Dingoes and the 'niche overlap hypothesis'
This finding raises questions about why the thylacine initially disappeared. It has been widely speculated that the thylacine was pushed out of Australia because the dingo had similar predatory techniques and thus competed for the same food - the so-called 'niche overlap hypothesis'.
The duo's research makes clear that there is less convergence between thylacines and large canids - like wolves or dingoes—than was previously assumed, meaning the niche overlap hypothesis might be overstated. However, this still does not explain the coincident timing of the thylacine's disappearance.
"There is a low probability that the arrival of the Dingo and coincident disappearance of the thylacine from mainland [Australia] is a coincidence," said Michael Archer, a palaeontologist at the University of New South Wales who initiated attempts to clone the thylacine. "[This is] aaugmented by the fact that dingoes never got to Tasmania, which is where thylacines survived until we blew them out of existence after 1788."
Are there still some out there?
The problem, said Janis, is that is very difficult to know what prey was hunted by dingoes and thylacines.

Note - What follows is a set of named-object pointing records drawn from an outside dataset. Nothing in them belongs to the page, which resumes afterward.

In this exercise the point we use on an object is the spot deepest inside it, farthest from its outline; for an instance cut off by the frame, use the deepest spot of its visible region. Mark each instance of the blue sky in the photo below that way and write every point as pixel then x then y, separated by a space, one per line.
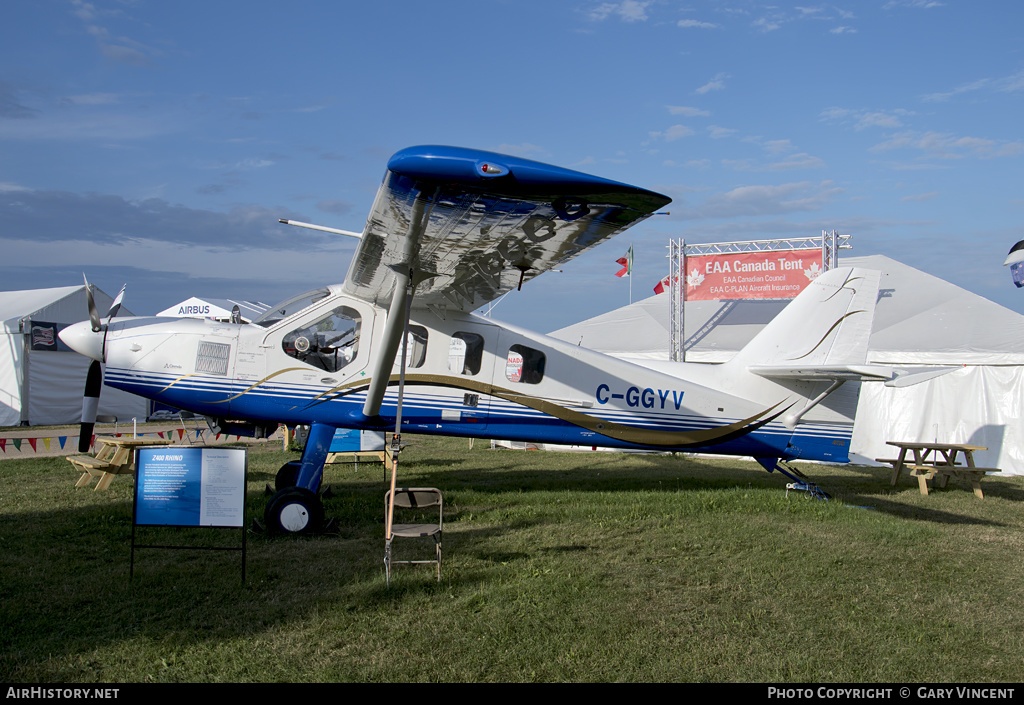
pixel 158 142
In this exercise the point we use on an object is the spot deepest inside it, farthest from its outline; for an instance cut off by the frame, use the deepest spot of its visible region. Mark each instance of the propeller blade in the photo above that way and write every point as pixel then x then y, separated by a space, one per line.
pixel 93 314
pixel 117 304
pixel 90 402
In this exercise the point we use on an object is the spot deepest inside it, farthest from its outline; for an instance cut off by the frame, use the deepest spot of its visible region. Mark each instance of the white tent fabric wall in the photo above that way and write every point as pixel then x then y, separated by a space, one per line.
pixel 45 386
pixel 920 321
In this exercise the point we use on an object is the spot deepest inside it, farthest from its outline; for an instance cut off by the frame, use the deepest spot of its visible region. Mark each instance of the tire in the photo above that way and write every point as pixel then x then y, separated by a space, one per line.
pixel 294 510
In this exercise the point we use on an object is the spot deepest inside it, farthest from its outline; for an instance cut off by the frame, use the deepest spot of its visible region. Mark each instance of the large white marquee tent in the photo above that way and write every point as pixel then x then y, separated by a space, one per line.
pixel 920 320
pixel 41 381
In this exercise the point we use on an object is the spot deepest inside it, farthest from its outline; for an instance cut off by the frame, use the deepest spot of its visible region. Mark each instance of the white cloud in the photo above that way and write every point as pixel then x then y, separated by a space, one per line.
pixel 944 146
pixel 718 132
pixel 762 200
pixel 688 112
pixel 717 83
pixel 627 10
pixel 1007 84
pixel 673 133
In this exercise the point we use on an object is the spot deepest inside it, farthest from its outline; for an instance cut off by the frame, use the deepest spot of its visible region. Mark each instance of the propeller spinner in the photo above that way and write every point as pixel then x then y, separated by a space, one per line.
pixel 89 338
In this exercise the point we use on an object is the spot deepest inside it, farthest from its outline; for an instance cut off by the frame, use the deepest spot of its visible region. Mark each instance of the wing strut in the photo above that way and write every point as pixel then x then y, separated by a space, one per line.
pixel 396 437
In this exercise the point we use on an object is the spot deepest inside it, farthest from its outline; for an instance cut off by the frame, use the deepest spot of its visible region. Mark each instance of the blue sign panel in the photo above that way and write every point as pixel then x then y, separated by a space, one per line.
pixel 190 487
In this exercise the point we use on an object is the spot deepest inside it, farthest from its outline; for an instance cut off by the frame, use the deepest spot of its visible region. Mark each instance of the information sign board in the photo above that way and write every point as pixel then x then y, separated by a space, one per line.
pixel 190 487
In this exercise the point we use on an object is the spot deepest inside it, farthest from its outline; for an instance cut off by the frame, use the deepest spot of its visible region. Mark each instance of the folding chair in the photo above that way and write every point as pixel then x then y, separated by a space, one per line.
pixel 415 503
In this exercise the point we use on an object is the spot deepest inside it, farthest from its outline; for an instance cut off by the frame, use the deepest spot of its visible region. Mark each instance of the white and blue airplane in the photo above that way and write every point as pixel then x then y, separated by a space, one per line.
pixel 452 230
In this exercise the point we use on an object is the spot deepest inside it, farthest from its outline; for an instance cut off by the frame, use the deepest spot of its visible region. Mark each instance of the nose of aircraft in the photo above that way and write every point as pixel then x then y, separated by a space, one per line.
pixel 81 338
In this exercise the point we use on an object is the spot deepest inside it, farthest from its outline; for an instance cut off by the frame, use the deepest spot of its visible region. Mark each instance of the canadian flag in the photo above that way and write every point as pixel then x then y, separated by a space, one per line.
pixel 627 261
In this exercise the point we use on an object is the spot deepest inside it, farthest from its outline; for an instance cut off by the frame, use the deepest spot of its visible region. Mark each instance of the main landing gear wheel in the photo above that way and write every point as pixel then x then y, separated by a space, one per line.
pixel 294 510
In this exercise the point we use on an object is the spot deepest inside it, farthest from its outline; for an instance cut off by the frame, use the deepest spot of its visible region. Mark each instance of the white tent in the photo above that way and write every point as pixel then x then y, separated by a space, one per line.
pixel 920 320
pixel 218 308
pixel 41 380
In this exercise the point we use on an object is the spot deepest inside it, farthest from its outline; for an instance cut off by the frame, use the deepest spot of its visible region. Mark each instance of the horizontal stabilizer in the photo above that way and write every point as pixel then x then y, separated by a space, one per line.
pixel 892 376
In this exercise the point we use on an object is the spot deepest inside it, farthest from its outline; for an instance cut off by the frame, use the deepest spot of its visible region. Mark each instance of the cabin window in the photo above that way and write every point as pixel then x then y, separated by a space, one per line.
pixel 466 354
pixel 417 346
pixel 416 349
pixel 329 343
pixel 524 365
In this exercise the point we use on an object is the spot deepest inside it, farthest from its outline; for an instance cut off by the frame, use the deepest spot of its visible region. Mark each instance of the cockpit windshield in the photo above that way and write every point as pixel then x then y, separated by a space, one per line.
pixel 290 306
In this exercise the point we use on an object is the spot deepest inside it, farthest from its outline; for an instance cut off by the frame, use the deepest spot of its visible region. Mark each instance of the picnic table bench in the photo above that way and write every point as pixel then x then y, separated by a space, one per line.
pixel 936 462
pixel 114 456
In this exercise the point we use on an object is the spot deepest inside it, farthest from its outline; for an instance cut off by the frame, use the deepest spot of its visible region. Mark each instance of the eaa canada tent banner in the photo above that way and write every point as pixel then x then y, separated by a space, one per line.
pixel 751 275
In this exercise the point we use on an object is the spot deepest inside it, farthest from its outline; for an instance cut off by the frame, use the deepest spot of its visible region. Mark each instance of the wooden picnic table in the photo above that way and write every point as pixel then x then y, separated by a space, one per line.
pixel 936 461
pixel 114 456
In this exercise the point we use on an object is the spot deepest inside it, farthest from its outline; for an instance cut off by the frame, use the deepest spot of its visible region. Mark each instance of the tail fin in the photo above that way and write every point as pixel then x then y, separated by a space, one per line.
pixel 828 324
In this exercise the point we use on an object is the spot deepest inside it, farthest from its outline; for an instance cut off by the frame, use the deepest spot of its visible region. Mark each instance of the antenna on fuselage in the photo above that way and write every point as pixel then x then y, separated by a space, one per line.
pixel 311 226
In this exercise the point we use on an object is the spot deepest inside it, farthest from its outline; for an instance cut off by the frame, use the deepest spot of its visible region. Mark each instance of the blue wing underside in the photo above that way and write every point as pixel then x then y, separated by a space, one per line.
pixel 475 224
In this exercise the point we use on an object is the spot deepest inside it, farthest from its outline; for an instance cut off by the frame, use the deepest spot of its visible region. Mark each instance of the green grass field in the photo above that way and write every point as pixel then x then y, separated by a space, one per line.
pixel 558 567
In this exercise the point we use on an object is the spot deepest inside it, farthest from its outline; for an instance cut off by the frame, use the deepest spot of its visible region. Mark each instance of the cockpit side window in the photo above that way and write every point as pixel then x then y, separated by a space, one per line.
pixel 466 353
pixel 329 343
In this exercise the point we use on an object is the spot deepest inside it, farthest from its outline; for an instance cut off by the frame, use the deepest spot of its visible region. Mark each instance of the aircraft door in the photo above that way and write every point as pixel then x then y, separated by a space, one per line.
pixel 471 359
pixel 330 343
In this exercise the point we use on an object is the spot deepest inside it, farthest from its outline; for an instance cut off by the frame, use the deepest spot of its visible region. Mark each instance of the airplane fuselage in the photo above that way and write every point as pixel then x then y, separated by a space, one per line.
pixel 465 375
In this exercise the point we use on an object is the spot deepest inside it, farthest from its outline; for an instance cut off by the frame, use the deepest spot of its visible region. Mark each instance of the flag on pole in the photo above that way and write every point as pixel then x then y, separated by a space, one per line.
pixel 1016 262
pixel 117 302
pixel 627 261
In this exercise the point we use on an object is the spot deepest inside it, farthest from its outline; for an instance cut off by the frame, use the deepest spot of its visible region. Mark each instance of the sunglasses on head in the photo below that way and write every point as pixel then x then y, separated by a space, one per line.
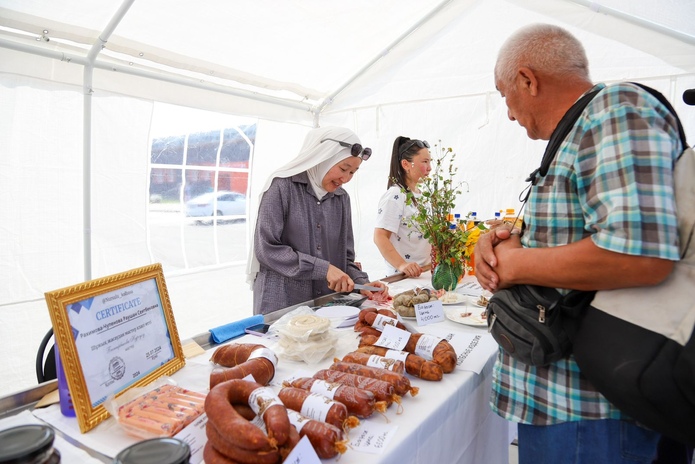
pixel 355 149
pixel 408 145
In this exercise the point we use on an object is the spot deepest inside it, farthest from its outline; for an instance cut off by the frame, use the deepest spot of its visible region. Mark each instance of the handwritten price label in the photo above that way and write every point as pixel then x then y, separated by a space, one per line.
pixel 429 313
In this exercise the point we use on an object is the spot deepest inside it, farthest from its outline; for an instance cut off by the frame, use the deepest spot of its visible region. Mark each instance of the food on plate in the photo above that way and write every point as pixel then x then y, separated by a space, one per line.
pixel 237 430
pixel 383 391
pixel 414 365
pixel 375 360
pixel 161 412
pixel 306 337
pixel 404 302
pixel 327 440
pixel 401 383
pixel 379 318
pixel 317 407
pixel 428 346
pixel 361 403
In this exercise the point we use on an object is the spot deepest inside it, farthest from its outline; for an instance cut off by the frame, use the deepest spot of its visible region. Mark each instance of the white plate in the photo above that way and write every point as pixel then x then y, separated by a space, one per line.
pixel 457 315
pixel 474 301
pixel 338 311
pixel 460 299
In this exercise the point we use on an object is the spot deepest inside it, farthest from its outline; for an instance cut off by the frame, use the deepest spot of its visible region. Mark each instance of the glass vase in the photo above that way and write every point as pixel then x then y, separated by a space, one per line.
pixel 446 275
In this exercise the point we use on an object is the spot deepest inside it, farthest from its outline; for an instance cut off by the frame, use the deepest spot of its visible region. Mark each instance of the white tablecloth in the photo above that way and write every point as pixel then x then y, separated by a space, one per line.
pixel 447 422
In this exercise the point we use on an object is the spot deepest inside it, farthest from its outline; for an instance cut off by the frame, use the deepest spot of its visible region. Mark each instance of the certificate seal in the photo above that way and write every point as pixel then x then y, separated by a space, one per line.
pixel 116 368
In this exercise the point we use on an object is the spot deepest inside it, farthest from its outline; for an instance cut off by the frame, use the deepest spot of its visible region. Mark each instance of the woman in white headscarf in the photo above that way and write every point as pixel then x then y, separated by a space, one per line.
pixel 303 244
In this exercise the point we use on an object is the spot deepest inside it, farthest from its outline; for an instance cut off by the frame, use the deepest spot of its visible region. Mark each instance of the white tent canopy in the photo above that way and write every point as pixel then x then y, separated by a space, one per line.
pixel 82 86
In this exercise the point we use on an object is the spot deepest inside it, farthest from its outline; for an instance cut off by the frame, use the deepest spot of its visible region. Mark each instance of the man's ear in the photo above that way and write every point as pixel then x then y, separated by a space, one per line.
pixel 528 81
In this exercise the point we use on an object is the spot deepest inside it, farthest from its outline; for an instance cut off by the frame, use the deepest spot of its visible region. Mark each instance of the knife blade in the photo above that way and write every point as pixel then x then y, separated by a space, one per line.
pixel 367 287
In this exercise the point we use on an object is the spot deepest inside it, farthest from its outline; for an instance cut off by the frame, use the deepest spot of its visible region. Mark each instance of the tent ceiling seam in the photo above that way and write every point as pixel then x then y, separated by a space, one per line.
pixel 329 99
pixel 157 76
pixel 598 8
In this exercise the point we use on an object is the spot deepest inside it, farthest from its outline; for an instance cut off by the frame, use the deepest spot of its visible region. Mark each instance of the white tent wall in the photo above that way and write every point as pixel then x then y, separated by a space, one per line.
pixel 274 61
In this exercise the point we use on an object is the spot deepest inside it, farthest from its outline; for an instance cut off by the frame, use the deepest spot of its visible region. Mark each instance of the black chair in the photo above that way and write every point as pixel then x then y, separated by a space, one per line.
pixel 45 361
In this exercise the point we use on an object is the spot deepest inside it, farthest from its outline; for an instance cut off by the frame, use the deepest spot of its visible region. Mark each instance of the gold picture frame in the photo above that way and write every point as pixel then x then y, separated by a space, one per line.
pixel 114 333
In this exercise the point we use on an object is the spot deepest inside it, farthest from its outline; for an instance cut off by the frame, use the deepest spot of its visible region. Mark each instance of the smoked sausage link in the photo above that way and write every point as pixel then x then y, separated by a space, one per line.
pixel 361 403
pixel 375 360
pixel 383 391
pixel 317 407
pixel 261 369
pixel 239 431
pixel 326 439
pixel 401 383
pixel 414 365
pixel 443 353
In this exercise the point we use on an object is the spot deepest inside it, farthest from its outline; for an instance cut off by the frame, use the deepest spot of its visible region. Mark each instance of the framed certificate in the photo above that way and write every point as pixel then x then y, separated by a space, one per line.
pixel 114 333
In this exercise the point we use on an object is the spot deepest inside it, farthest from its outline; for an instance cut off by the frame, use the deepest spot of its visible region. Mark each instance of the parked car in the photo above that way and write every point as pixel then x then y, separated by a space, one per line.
pixel 223 202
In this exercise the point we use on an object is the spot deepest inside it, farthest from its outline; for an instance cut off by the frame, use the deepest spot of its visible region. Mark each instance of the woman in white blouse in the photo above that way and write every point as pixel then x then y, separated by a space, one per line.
pixel 403 247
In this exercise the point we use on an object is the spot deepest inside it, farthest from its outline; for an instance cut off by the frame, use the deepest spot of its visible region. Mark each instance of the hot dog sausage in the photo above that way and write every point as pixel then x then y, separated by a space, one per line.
pixel 361 403
pixel 317 407
pixel 414 365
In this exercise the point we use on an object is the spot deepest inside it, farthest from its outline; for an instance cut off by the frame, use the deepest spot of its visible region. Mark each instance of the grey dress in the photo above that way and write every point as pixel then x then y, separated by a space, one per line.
pixel 296 238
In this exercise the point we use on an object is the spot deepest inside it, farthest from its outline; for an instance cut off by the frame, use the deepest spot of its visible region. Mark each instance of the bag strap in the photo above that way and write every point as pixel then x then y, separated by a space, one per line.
pixel 558 136
pixel 659 96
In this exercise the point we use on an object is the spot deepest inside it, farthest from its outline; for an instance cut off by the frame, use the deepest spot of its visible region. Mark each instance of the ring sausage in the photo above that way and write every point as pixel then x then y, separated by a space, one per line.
pixel 326 439
pixel 317 407
pixel 218 406
pixel 224 446
pixel 261 369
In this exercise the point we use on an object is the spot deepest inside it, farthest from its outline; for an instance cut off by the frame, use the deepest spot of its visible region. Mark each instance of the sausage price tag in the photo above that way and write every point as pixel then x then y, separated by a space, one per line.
pixel 371 437
pixel 429 313
pixel 303 453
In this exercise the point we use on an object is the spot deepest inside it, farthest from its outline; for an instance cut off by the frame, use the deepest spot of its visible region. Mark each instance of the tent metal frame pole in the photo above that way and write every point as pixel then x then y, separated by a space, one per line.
pixel 598 8
pixel 329 99
pixel 88 90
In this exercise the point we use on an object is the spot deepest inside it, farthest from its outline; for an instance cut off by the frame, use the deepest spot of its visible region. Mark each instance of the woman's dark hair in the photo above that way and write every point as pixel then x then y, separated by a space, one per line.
pixel 397 173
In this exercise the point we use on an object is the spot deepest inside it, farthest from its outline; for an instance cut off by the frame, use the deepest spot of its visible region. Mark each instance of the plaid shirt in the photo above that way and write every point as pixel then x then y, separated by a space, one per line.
pixel 612 179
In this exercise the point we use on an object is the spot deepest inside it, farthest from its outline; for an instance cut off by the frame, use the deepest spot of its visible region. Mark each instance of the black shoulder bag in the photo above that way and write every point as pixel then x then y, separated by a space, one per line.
pixel 530 322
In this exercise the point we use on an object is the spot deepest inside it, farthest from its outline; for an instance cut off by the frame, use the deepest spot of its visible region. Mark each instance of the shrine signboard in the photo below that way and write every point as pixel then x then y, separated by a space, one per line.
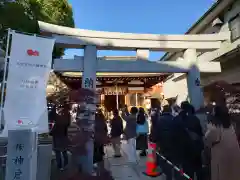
pixel 115 90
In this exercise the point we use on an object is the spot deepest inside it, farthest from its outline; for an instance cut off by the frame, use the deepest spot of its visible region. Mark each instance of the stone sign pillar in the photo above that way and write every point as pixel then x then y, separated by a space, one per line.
pixel 21 155
pixel 89 82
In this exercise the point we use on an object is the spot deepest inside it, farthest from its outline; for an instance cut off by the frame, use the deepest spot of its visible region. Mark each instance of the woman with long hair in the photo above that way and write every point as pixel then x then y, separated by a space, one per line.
pixel 142 132
pixel 225 151
pixel 116 132
pixel 59 133
pixel 100 139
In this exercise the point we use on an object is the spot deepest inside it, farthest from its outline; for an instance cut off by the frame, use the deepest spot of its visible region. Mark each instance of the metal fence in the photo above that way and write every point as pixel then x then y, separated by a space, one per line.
pixel 175 169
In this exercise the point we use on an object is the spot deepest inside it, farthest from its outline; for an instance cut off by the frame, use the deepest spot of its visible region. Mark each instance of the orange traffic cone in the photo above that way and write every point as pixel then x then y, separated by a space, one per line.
pixel 151 164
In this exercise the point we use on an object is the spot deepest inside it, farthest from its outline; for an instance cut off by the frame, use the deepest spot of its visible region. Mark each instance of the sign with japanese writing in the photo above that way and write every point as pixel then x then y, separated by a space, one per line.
pixel 115 90
pixel 28 72
pixel 21 155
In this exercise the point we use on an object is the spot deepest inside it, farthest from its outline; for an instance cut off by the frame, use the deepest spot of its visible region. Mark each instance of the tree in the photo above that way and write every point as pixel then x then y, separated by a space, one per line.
pixel 22 15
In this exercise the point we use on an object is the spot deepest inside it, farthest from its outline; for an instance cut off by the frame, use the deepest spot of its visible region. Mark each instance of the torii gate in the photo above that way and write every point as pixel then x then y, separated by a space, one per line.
pixel 91 41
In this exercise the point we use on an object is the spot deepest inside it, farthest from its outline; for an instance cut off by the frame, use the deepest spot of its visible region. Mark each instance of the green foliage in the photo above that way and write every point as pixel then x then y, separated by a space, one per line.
pixel 22 15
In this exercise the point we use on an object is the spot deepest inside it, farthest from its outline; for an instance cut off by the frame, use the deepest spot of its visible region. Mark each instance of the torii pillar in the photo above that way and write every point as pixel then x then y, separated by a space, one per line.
pixel 89 82
pixel 195 93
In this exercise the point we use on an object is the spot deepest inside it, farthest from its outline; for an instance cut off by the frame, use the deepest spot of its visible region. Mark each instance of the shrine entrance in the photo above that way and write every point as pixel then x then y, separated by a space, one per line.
pixel 90 64
pixel 110 102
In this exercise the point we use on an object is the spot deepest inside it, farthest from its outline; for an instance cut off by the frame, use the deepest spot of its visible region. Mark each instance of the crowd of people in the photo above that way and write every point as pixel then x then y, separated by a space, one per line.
pixel 181 140
pixel 177 131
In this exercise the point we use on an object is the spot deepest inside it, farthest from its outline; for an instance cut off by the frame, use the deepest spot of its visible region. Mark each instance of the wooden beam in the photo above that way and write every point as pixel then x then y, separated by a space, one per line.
pixel 56 29
pixel 137 66
pixel 130 45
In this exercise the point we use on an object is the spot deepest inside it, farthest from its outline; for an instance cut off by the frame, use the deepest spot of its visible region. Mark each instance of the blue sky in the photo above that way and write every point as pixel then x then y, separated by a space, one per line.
pixel 136 16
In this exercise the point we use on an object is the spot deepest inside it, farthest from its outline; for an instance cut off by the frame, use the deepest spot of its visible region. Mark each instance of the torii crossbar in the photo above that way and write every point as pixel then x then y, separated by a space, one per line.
pixel 92 41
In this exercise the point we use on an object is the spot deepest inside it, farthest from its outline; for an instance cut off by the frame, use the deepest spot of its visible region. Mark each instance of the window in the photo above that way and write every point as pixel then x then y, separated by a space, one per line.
pixel 234 25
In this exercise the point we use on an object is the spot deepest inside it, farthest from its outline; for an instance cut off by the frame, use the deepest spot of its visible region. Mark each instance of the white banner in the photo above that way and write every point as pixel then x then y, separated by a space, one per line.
pixel 28 73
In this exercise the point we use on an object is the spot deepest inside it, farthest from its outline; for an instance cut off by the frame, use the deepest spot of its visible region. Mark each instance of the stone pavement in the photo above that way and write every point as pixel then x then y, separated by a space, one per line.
pixel 121 170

There is simply a lack of information.
"I'm not saying dingoes had nothing to do with it, they may well do," said Janis. "But I'm saying that they are not the exact same kind of ecological counter animal, so I think we need to look at that a little more carefully."
Until then, Janis - a frequent visitor to Australia with a 'house full of thylacine memorabilia'- will continue to be inspired by the mystery surrounding one of Australia's most mythical creatures.
"I'm still holding out a very vague hope that there are some out there somewhere," said Janis. "I don't think it's likely, but I think it's not impossible. The mystery makes it so appealing."